Imagine a busy street. Our brains can selectively suppress the flashing lights and honking horns, allowing us to focus on crossing safely. This remarkable ability is goal-driven, meaning we can choose where to “tune out” distractions. However, this superpower has limitations. Reliable clues about where distractions are most likely are key. If these cues are weak or change frequently, our brains switch to a different strategy, like ignoring familiar sounds.

Think of attention as a limited resource. Using this control takes brainpower, and if the task isn’t important enough, our brains might decide to conserve that energy for other things. But the good news is, we can adapt! If the task changes over time, our brains can gradually adjust their “distraction filter” to match the new situation.

This research, published in a significant journal in cognitive science and attention research, Attention, Perception & Psychophysics of the Psychonomic Society USA, underscores the power of clear instructions and consistent expectations in helping us focus. By understanding how our brains manage distractions, we can design better learning environments, optimize workplaces, and even improve our personal productivity.

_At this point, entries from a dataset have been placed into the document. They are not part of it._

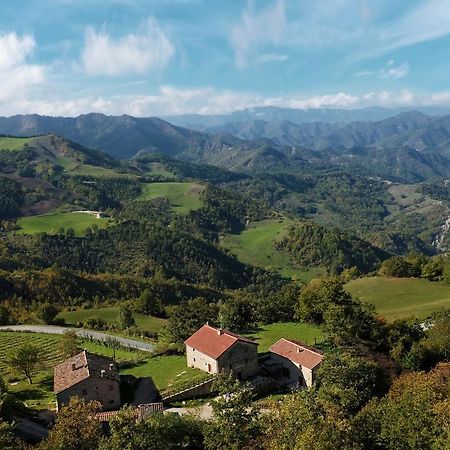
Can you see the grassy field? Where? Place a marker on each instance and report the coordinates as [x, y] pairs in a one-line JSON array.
[[146, 323], [12, 144], [168, 372], [269, 334], [256, 245], [401, 297], [51, 223], [158, 169], [183, 197]]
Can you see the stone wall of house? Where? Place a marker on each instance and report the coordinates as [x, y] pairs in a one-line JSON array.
[[241, 358], [192, 392], [199, 360], [294, 373], [104, 390]]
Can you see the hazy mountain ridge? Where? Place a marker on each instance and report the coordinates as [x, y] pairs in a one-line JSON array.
[[410, 146]]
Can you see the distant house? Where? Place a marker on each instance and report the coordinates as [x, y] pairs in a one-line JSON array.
[[90, 377], [298, 362], [214, 350]]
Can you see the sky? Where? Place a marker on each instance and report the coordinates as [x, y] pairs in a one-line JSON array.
[[166, 57]]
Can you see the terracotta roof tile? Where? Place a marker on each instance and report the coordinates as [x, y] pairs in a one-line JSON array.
[[83, 366], [294, 351], [214, 341]]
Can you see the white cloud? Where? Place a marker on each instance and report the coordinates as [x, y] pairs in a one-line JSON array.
[[390, 71], [257, 30], [148, 50], [169, 100], [16, 75]]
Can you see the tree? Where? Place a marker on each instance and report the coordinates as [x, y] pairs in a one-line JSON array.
[[8, 440], [68, 346], [235, 423], [24, 360], [349, 382], [414, 415], [75, 427], [397, 266], [301, 422], [158, 431], [188, 317], [150, 303], [47, 313], [5, 315], [126, 319]]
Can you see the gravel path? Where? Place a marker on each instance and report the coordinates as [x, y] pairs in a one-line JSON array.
[[51, 329]]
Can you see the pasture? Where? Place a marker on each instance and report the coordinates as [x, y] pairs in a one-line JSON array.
[[183, 197], [51, 223], [395, 298], [303, 332], [110, 315], [12, 143], [256, 245]]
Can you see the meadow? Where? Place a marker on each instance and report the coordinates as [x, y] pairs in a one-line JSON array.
[[183, 197], [51, 223], [395, 298], [256, 245], [110, 315], [267, 335], [169, 373], [12, 143]]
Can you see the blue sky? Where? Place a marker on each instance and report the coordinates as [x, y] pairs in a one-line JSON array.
[[160, 57]]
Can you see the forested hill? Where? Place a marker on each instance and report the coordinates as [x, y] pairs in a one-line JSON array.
[[408, 147]]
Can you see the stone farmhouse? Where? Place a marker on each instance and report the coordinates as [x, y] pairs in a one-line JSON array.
[[214, 350], [90, 377], [298, 363]]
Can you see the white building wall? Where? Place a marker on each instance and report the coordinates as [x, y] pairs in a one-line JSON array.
[[200, 361]]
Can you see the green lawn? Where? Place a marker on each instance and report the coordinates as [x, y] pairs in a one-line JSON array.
[[158, 169], [51, 223], [169, 373], [269, 334], [401, 297], [12, 144], [183, 197], [145, 323], [256, 246]]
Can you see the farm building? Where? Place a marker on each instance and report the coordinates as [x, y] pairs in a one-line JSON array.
[[90, 377], [214, 350], [297, 362]]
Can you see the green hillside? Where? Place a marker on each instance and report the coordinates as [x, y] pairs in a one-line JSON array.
[[183, 197], [111, 315], [395, 298], [256, 245], [51, 223]]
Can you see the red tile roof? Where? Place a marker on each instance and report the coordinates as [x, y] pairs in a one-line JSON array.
[[83, 366], [294, 351], [214, 341]]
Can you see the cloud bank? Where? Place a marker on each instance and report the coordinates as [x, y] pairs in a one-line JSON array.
[[148, 50]]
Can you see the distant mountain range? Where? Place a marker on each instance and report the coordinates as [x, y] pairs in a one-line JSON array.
[[272, 113], [410, 146]]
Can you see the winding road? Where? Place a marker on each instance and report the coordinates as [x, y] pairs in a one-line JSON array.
[[82, 333]]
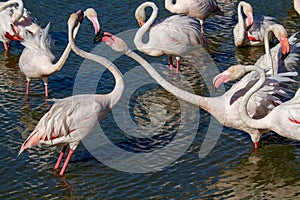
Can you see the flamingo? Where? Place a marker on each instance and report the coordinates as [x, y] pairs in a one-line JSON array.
[[199, 9], [224, 108], [14, 17], [283, 119], [175, 36], [297, 6], [71, 119], [251, 31], [36, 60], [284, 56]]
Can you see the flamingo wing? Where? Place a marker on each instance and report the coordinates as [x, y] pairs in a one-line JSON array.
[[177, 33], [69, 120], [259, 26]]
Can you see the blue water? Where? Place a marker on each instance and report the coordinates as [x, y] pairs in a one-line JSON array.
[[231, 170]]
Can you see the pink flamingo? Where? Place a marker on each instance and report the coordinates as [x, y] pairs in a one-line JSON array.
[[224, 108], [71, 119], [297, 6], [36, 60], [14, 17], [175, 36], [283, 119], [199, 9]]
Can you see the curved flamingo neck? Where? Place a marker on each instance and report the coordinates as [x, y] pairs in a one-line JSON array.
[[19, 11], [267, 50], [119, 83], [201, 101], [254, 123], [142, 30], [169, 5]]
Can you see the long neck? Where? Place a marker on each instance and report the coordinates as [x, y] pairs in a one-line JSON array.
[[267, 50], [138, 39], [63, 58], [170, 6], [19, 11], [254, 123], [240, 15], [119, 83], [203, 102]]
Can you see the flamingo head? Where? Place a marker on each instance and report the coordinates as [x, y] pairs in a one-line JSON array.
[[140, 12], [141, 18], [249, 20], [116, 43], [91, 14], [232, 73], [247, 9]]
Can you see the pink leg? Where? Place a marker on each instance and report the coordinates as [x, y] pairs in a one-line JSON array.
[[6, 46], [66, 162], [27, 87], [61, 155], [177, 64], [46, 89], [171, 62], [256, 145]]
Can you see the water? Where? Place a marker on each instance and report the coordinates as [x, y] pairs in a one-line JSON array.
[[231, 170]]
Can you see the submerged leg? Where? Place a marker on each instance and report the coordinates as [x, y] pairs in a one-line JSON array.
[[61, 155], [27, 86], [46, 86], [6, 46], [46, 89], [171, 62], [177, 64], [256, 145], [62, 171]]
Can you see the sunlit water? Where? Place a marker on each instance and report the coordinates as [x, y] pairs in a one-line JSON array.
[[231, 170]]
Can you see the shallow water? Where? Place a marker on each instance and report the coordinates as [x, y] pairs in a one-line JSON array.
[[148, 146]]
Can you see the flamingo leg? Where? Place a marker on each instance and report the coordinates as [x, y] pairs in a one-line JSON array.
[[177, 64], [61, 155], [171, 63], [6, 46], [202, 27], [46, 89], [66, 162], [27, 86]]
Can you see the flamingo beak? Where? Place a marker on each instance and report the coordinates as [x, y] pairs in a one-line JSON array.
[[80, 14], [96, 25], [223, 77], [285, 47], [249, 20], [99, 37], [141, 23]]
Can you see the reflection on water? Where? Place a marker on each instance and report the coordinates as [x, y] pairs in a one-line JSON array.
[[232, 170]]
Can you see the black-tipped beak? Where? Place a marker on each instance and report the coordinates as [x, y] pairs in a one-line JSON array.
[[285, 55], [98, 37], [248, 27]]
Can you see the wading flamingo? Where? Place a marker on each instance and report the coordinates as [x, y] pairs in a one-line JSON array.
[[283, 119], [174, 36], [71, 119], [224, 108], [199, 9], [36, 60], [250, 32], [14, 17]]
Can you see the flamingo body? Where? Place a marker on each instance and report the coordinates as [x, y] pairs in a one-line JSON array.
[[71, 119], [174, 36]]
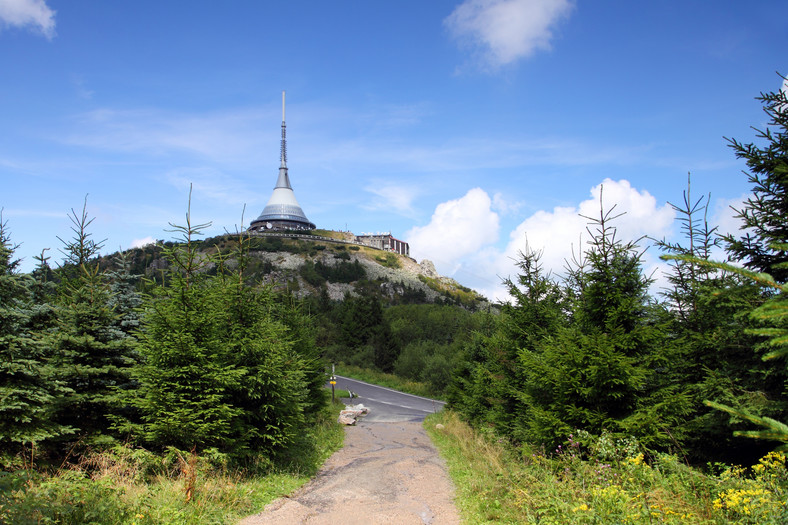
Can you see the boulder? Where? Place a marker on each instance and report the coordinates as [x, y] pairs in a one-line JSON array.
[[351, 414]]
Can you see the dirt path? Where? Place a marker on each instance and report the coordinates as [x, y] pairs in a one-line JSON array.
[[387, 473]]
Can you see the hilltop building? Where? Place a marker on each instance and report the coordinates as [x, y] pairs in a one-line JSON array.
[[282, 211], [384, 241]]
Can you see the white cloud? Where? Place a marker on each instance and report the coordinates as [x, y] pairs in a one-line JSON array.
[[139, 243], [560, 231], [28, 13], [461, 235], [458, 228], [504, 31], [393, 198]]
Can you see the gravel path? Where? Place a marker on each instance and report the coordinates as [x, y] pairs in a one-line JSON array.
[[387, 473]]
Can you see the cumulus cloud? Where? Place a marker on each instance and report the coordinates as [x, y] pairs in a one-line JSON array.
[[462, 234], [458, 228], [562, 230], [504, 31], [139, 243], [28, 13]]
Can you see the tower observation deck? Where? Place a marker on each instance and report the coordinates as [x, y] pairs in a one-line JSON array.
[[282, 211]]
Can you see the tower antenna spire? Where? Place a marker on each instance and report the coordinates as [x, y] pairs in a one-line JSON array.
[[283, 153]]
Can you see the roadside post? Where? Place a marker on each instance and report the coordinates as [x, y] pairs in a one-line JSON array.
[[333, 383]]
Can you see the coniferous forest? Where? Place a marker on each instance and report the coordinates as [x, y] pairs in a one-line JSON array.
[[200, 356]]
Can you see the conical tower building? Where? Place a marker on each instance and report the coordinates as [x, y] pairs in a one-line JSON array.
[[282, 211]]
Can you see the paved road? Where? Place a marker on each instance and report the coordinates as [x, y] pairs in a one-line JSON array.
[[388, 472], [387, 405]]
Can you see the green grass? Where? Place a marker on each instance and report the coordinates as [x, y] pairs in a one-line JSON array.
[[126, 485], [387, 380], [606, 482]]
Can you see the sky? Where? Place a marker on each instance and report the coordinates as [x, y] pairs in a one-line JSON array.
[[466, 128]]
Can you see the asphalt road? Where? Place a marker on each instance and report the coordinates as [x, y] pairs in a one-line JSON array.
[[387, 405]]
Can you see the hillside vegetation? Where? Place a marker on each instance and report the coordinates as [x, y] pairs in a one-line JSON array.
[[582, 400]]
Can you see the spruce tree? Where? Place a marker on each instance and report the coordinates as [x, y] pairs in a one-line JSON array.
[[708, 324], [765, 215], [28, 387], [93, 356]]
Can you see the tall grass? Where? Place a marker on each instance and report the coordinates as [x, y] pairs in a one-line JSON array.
[[601, 481], [135, 486]]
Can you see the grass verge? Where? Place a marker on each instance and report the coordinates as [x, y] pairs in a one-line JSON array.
[[601, 482], [134, 486]]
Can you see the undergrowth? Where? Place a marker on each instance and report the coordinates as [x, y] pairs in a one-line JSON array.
[[602, 481], [135, 486]]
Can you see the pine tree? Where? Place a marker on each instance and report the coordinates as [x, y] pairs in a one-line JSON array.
[[708, 329], [765, 215], [601, 371], [28, 388], [93, 356]]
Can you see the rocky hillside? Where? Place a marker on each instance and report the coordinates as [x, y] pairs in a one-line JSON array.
[[325, 263]]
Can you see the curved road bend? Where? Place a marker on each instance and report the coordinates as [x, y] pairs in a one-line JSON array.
[[387, 405], [387, 473]]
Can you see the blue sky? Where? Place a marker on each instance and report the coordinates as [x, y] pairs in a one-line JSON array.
[[464, 128]]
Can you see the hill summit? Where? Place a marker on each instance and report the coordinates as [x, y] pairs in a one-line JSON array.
[[325, 262]]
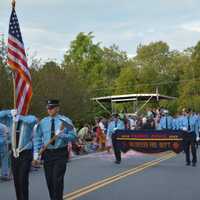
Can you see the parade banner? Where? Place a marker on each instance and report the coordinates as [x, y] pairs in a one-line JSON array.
[[148, 141]]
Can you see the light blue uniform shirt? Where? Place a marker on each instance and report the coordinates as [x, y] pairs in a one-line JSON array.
[[6, 118], [189, 123], [166, 122], [113, 126], [176, 123], [43, 133], [26, 128], [3, 133]]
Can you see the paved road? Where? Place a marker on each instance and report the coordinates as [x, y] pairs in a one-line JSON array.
[[138, 177]]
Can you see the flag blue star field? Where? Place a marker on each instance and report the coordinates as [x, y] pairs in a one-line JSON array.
[[18, 62]]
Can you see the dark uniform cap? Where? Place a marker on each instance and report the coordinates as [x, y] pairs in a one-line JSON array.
[[52, 103]]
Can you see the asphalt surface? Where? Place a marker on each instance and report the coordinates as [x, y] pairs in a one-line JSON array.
[[166, 179]]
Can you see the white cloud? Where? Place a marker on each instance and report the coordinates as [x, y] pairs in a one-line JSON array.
[[191, 26]]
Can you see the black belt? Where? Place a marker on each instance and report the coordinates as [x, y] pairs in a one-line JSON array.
[[56, 150]]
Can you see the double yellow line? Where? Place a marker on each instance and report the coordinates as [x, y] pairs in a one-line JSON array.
[[109, 180]]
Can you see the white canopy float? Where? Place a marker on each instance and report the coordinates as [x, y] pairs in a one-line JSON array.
[[131, 98]]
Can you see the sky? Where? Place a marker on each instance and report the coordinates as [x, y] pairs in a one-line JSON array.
[[49, 26]]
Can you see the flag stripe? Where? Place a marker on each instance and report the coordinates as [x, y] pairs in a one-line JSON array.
[[18, 62], [14, 43]]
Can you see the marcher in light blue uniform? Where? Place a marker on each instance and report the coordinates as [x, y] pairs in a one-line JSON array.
[[176, 122], [166, 121], [22, 154], [56, 155], [4, 152], [115, 124], [189, 124]]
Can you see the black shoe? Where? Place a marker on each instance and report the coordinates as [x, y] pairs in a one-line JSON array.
[[187, 164], [5, 178], [193, 164], [117, 161]]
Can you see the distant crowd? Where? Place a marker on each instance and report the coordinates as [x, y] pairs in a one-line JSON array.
[[97, 137]]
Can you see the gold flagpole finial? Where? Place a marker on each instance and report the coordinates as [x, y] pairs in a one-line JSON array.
[[13, 4]]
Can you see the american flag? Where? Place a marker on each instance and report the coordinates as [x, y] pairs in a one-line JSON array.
[[18, 62]]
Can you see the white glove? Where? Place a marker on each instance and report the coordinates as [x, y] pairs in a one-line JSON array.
[[36, 156], [16, 118], [13, 112], [58, 132], [184, 129]]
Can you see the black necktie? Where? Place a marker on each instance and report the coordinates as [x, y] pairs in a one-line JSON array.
[[188, 123], [115, 124], [52, 130], [18, 132]]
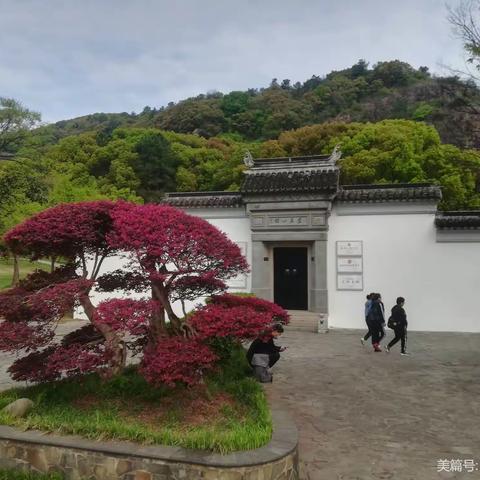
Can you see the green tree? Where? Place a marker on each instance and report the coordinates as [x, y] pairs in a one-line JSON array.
[[15, 122]]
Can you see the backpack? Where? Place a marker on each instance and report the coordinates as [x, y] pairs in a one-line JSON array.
[[391, 323]]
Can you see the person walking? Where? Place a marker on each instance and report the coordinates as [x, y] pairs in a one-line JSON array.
[[398, 322], [376, 319], [368, 305], [383, 324]]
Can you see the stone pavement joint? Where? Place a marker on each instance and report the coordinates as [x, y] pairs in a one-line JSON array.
[[368, 416]]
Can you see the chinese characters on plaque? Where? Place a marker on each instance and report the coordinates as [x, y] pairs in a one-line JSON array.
[[349, 265]]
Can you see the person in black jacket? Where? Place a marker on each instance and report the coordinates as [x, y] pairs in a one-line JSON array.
[[376, 319], [266, 345], [399, 323]]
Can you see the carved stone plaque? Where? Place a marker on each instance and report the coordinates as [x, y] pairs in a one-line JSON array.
[[291, 221]]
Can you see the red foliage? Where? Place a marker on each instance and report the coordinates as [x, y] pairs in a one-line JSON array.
[[274, 311], [169, 244], [177, 359], [67, 230], [239, 317], [56, 361], [33, 367], [30, 318], [76, 359], [126, 315], [192, 287], [16, 336], [172, 255]]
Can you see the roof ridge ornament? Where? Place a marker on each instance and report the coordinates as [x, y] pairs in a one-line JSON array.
[[248, 159], [336, 155]]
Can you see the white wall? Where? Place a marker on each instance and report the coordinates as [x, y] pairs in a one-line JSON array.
[[440, 281]]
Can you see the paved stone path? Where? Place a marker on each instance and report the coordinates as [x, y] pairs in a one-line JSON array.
[[367, 416]]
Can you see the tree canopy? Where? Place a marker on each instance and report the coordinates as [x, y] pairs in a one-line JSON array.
[[170, 256]]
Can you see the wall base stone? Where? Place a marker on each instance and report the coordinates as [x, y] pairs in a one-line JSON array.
[[80, 459]]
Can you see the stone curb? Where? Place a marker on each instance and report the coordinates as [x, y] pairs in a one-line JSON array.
[[284, 441]]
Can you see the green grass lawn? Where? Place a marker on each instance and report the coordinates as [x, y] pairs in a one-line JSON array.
[[26, 267], [228, 412]]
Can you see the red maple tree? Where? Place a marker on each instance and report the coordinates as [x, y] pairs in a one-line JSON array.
[[168, 256]]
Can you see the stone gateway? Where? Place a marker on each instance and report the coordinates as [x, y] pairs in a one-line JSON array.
[[317, 247]]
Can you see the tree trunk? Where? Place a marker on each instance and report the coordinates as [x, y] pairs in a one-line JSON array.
[[162, 297], [16, 271], [158, 327], [113, 342]]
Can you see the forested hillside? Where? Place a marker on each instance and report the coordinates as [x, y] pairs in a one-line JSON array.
[[394, 124], [388, 90]]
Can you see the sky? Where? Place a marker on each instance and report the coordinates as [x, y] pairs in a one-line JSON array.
[[68, 58]]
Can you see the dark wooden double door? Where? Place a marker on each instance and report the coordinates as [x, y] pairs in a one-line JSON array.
[[291, 277]]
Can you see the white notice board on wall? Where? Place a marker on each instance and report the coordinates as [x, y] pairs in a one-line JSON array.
[[349, 261]]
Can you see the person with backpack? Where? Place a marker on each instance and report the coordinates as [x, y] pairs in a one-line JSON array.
[[398, 323], [368, 306], [383, 324], [376, 320], [263, 353]]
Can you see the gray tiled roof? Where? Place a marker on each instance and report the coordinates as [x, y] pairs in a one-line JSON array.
[[400, 192], [203, 199], [291, 181], [458, 220], [312, 173]]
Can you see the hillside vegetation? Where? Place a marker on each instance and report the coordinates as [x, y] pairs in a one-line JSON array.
[[394, 123]]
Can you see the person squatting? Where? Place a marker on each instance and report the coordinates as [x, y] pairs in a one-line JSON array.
[[375, 320], [263, 353]]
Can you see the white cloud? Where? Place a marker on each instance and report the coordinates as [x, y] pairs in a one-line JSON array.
[[67, 58]]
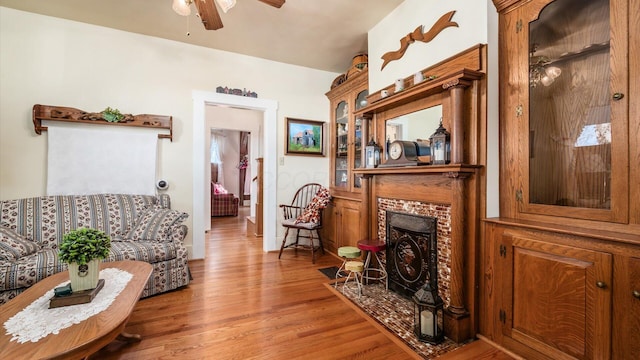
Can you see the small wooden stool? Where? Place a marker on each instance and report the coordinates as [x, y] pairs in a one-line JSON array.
[[348, 253], [374, 246], [356, 269]]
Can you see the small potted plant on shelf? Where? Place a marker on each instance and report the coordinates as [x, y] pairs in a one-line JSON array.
[[82, 249], [112, 115]]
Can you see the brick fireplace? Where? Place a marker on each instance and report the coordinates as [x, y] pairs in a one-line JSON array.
[[448, 194], [420, 214]]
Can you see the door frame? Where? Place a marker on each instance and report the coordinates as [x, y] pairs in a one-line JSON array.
[[201, 99]]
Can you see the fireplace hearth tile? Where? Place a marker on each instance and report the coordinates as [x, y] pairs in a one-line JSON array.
[[395, 313]]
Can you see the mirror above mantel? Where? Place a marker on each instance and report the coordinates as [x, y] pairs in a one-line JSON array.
[[451, 92], [416, 126]]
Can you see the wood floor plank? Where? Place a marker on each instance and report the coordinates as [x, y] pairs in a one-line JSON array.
[[246, 304]]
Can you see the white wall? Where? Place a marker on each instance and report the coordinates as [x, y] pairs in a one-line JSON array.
[[477, 23], [52, 61]]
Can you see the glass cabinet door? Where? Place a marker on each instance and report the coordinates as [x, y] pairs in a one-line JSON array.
[[574, 125], [342, 144], [358, 148]]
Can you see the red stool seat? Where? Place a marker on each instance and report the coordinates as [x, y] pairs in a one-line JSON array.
[[371, 245]]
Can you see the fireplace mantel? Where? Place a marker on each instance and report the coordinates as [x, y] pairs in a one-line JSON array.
[[459, 85], [446, 170]]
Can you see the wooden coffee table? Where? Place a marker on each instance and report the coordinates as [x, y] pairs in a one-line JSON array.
[[83, 339]]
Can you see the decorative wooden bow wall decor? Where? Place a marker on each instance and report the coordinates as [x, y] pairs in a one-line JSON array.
[[417, 35]]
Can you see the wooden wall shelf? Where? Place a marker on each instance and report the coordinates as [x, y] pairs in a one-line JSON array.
[[67, 114]]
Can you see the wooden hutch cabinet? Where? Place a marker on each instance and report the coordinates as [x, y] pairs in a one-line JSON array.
[[561, 263], [343, 219]]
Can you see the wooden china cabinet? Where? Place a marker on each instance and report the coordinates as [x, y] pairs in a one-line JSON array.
[[343, 220], [562, 263]]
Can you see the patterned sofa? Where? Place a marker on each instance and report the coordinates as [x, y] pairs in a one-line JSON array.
[[142, 227]]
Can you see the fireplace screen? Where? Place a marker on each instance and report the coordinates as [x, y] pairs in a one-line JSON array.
[[411, 252]]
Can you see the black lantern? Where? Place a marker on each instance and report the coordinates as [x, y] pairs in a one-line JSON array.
[[440, 146], [372, 154], [428, 322]]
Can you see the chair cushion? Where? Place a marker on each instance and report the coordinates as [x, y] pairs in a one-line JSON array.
[[14, 246], [292, 223], [311, 213], [156, 224]]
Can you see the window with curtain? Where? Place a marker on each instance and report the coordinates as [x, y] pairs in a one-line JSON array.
[[217, 148]]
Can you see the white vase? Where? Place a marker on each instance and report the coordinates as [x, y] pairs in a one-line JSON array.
[[84, 277]]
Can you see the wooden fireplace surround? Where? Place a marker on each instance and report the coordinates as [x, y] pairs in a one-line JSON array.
[[460, 87]]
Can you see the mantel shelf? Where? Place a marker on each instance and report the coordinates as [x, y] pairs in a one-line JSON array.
[[419, 91], [420, 170], [67, 114]]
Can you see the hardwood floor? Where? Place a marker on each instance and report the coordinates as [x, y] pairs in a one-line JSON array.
[[246, 304]]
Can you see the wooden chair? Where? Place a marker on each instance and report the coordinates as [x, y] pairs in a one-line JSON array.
[[305, 214]]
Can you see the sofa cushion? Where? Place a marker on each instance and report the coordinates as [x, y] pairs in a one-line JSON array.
[[14, 246], [148, 251], [29, 269], [46, 219], [156, 225]]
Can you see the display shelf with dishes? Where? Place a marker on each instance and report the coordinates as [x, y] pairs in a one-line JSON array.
[[346, 156]]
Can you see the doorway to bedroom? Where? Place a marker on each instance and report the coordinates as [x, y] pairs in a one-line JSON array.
[[234, 145]]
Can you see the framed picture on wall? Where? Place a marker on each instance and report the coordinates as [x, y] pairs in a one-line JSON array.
[[304, 137]]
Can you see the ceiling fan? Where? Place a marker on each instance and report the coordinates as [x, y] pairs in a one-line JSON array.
[[209, 13]]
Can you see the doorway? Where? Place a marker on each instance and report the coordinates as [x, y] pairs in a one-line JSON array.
[[201, 162]]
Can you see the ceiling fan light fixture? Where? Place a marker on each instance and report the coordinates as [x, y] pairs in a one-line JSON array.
[[182, 7], [226, 5]]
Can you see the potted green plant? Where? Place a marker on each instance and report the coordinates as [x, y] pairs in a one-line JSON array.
[[112, 115], [82, 249]]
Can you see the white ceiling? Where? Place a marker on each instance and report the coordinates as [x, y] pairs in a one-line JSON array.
[[320, 34]]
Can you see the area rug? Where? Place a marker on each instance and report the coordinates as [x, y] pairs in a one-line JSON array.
[[329, 272], [395, 314]]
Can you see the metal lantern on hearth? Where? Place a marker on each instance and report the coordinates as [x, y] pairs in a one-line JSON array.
[[428, 322], [372, 154], [440, 146]]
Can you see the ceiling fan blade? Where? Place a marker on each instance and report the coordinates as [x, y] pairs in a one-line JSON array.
[[274, 3], [209, 14]]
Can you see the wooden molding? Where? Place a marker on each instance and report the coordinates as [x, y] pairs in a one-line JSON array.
[[417, 35]]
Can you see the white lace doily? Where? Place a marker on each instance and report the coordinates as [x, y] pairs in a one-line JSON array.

Vaishnvai Mohite, PhD student at the Action Control and Cognition Lab (ACCL) whose work focuses on studying the role of consciousness in distractor suppression, led this research, along with Dr. Seema Prasad, Maria Reiche Postdoctoral Fellow, TU Dresden, Germany. Prof. Ramesh Kumar Mishra, Head of the Centre for Cognitive Sciences (CNCS) supervised the research and is actively pursuing these questions at ACCL.

Funding: This research was supported by an Institute of Excellence grant to Prof. Ramesh Mishra. Dr. Seema Prasad was supported by an Alexander von Humboldt postdoctoral fellowship.

Publication: Mohite, V., Prasad, S., & Mishra, R.K. (2023).

Investigating the role of spatial filtering on distractor suppression. Attention, Perception, & Psychophysics, 1-12.